Key Laboratory of Smart Drug Delivery, Ministry of Education & PLA, Department of Pharmaceutics, School of Pharmacy, Fudan University, Shanghai 201203, PR China.
Biomaterials. 2012 Jan;33(2):644-58. doi: 10.1016/j.biomaterials.2011.09.076. Epub 2011 Oct 24.
Biomaterials coated polymer/DNA complexes are developed as an efficient non-viral gene delivery system. It is able to circumvent the changes of various biophysical properties of the biomaterials and the corresponding polymer/DNA nanoparticles with covalent linkage. In the present study, we introduced pH-sensitive carboxymethyl poly (l-histidine) (CM-PLH) and poly (β-amino ester) (PbAE) as functional biomaterials to form CM-PLH/PbAE/DNA core-shell ternary complexes system based on electrostatically adsorbed coatings for gene efficient delivery and transfection. The preparation of the complexes was performed self-assembly in 25 mm sodium acetate buffer solution at pH 5.2. The complexes kept stable nano-size, behaving good condensation capacity and low toxicity, even provided a higher transfection efficiency than the binary complexes (PbAE/DNA without CM-PLH) and transfected up to (89.6 ± 4.45) % in HEK293 and (57.1 ± 2.10) % in B16-F10 in vitro. The ternary complexes significantly enhanced their cellular uptake and endosomal escape which were proved by the results that the complexes could evade the endosomal lumen and localize in the nucleus of treated cells visualized under Fluorescence Confocal Microscopy (FCM). The aforementioned results indicated that CM-PLH with pH-sensitive imidazole groups played an important role in enhancing the endosomal escape and transfection efficiency. The in vivo gene transfection confirmed that the ternary complexes with pGL3-promoter as led to effectively deposit at the tumor site by the EPR effect and shown 4 fold higher luciferase expression in B16-F10 tumor than the binary complexes. Consequently, CM-PLH/PbAE/DNA ternary complexes system exhibited significant improvements in transfection efficiency in comparison with non-coated PbAE/DNA both in vitro and in vivo, highlighting their functional prospect. Our approach and the gene delivery system fabrication could potentially be useful for effective gene delivery and therapies to targeted cells.

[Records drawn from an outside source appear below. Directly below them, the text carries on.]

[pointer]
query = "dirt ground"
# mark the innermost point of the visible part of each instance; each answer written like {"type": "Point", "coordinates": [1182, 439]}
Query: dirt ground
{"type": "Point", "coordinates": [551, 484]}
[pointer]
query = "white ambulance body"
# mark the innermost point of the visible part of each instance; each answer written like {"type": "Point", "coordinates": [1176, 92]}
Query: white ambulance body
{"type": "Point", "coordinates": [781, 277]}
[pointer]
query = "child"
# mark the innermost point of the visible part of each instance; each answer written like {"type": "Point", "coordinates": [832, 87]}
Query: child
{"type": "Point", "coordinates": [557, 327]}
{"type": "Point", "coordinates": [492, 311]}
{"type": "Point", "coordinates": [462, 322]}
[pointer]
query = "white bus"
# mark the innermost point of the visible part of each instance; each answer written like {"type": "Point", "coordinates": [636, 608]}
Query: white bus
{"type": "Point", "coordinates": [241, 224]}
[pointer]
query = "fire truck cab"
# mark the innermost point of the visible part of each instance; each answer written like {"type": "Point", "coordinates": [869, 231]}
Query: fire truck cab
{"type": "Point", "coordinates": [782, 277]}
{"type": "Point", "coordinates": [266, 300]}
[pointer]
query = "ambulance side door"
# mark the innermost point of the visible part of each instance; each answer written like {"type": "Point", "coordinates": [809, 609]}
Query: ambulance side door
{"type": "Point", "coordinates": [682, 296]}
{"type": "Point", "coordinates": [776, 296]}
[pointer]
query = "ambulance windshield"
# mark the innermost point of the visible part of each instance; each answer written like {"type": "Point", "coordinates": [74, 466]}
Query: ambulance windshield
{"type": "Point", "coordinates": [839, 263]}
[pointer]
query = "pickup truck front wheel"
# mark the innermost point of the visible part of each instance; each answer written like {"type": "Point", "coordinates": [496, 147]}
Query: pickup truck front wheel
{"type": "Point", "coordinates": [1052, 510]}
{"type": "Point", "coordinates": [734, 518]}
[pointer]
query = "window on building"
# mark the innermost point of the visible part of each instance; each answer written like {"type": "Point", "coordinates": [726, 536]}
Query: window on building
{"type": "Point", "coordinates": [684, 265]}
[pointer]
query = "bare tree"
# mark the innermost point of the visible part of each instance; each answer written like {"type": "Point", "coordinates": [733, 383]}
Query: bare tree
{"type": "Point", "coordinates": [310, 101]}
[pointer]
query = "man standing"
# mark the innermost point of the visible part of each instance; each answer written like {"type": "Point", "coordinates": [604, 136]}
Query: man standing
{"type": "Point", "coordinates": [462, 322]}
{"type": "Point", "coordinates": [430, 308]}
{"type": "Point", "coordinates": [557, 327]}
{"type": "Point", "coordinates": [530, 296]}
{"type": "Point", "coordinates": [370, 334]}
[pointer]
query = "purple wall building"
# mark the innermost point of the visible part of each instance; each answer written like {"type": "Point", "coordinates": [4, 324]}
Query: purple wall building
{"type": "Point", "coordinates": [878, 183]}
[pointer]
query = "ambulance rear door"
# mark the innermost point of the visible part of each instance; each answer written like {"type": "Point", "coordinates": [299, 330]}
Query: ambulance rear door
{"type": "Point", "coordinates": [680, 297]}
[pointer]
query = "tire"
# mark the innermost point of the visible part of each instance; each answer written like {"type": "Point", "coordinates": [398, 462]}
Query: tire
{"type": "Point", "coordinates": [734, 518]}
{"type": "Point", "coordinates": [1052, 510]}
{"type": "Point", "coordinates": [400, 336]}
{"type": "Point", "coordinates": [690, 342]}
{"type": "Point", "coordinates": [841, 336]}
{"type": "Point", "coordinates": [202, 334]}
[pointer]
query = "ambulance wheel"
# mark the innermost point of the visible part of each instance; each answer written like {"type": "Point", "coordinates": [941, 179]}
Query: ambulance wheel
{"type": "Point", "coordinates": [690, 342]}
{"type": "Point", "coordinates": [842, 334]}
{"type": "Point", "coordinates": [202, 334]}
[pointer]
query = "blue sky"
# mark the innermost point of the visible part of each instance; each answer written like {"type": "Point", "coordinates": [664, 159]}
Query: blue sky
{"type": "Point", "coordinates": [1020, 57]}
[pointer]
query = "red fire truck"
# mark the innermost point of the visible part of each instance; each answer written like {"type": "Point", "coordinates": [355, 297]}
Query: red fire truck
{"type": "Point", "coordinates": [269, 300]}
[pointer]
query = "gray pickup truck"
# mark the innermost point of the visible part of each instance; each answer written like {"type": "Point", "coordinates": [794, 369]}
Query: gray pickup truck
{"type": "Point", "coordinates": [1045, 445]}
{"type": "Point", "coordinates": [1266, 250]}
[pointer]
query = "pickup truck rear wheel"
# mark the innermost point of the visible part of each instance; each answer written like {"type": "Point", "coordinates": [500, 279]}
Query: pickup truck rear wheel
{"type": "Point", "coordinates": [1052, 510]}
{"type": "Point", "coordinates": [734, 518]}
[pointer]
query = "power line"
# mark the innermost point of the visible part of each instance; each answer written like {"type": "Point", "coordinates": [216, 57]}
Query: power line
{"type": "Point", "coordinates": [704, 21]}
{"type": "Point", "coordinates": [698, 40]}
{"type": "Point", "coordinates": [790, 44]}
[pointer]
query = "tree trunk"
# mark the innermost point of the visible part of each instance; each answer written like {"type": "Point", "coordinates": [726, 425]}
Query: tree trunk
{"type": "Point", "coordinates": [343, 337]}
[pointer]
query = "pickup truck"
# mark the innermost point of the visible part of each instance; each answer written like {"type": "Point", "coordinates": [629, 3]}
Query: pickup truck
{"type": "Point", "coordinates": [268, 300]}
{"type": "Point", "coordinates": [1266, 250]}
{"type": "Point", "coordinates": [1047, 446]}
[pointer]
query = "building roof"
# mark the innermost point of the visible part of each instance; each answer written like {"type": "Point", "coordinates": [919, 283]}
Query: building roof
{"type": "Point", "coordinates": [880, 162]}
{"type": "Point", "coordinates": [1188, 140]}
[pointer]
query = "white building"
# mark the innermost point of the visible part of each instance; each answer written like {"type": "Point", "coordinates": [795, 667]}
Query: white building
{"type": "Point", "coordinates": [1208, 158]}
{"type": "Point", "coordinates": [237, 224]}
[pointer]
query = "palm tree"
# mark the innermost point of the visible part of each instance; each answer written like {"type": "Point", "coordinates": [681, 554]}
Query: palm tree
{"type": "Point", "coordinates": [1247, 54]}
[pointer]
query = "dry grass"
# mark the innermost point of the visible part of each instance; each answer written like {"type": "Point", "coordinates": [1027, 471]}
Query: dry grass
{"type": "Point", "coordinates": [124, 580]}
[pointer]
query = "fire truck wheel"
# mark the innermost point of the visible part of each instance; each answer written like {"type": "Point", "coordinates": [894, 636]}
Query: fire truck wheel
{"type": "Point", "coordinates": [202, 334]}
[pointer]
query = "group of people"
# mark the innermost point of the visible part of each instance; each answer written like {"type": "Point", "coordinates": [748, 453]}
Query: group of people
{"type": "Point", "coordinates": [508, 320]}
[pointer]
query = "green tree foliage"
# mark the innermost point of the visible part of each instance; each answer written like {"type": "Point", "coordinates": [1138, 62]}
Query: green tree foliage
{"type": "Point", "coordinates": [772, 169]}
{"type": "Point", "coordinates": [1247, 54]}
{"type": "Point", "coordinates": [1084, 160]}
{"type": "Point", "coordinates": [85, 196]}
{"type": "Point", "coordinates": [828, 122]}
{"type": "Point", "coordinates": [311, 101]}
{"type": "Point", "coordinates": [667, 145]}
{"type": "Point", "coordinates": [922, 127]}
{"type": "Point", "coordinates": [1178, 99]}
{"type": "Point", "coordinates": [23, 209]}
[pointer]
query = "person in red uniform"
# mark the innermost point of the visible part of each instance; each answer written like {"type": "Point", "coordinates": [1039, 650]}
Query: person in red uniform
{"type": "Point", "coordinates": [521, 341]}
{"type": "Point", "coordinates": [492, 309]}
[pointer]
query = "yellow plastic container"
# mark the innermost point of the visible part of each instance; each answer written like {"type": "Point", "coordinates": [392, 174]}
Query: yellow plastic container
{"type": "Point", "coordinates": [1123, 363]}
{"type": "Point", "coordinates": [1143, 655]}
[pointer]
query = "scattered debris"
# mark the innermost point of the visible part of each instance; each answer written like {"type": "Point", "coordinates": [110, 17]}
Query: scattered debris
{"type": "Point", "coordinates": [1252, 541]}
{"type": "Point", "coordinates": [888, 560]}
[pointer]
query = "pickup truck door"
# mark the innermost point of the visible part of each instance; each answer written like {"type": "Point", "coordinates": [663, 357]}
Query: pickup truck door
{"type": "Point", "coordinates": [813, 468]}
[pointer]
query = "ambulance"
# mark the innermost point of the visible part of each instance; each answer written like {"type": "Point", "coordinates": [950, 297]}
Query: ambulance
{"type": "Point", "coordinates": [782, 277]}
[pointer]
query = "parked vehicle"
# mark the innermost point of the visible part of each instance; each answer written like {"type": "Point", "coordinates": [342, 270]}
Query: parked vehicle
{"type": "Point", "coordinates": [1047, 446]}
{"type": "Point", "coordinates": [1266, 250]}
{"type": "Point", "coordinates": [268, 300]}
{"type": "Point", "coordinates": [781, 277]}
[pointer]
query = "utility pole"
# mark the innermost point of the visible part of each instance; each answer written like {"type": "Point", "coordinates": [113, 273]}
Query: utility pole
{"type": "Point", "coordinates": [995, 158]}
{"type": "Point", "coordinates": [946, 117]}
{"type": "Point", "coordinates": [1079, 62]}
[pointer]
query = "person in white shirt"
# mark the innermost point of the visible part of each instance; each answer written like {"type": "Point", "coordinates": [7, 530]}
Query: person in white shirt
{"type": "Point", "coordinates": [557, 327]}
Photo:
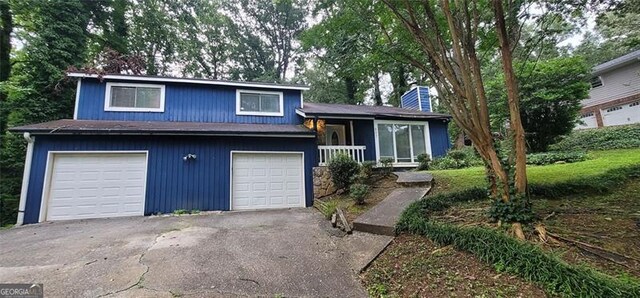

包被聚合物/DNA 复合物的生物材料被开发为一种有效的非病毒基因传递系统。它能够避免生物材料和相应的聚合物/DNA 纳米颗粒的各种生物物理性质的变化,与共价键连接。在本研究中,我们引入了 pH 敏感的羧甲基聚(L-组氨酸)(CM-PLH)和聚(β-氨基酯)(PbAE)作为功能性生物材料,基于静电吸附包被形成 CM-PLH/PbAE/DNA 核壳三元复合物系统,用于高效基因传递和转染。复合物的制备是在 25mm 醋酸钠缓冲溶液中于 pH 5.2 下自组装完成的。复合物保持稳定的纳米尺寸,表现出良好的凝聚能力和低毒性,甚至比二元复合物(无 CM-PLH 的 PbAE/DNA)提供更高的转染效率,在 HEK293 中达到(89.6±4.45)%,在 B16-F10 中达到(57.1±2.10)%。三元复合物显著增强了细胞摄取和内涵体逃逸,这可以通过荧光共聚焦显微镜(FCM)观察到复合物可以逃避内涵体腔并定位于处理细胞的核中来证明。上述结果表明,具有 pH 敏感咪唑基团的 CM-PLH 在增强内涵体逃逸和转染效率方面发挥了重要作用。体内基因转染证实,具有 pGL3 启动子的三元复合物通过 EPR 效应有效地沉积在肿瘤部位,在 B16-F10 肿瘤中显示出比二元复合物高 4 倍的荧光素酶表达。因此,与非包被的 PbAE/DNA 相比,CM-PLH/PbAE/DNA 三元复合物系统在体外和体内均显著提高了转染效率,突出了其功能前景。我们的方法和基因传递系统的构建有可能对靶向细胞的有效基因传递和治疗有用。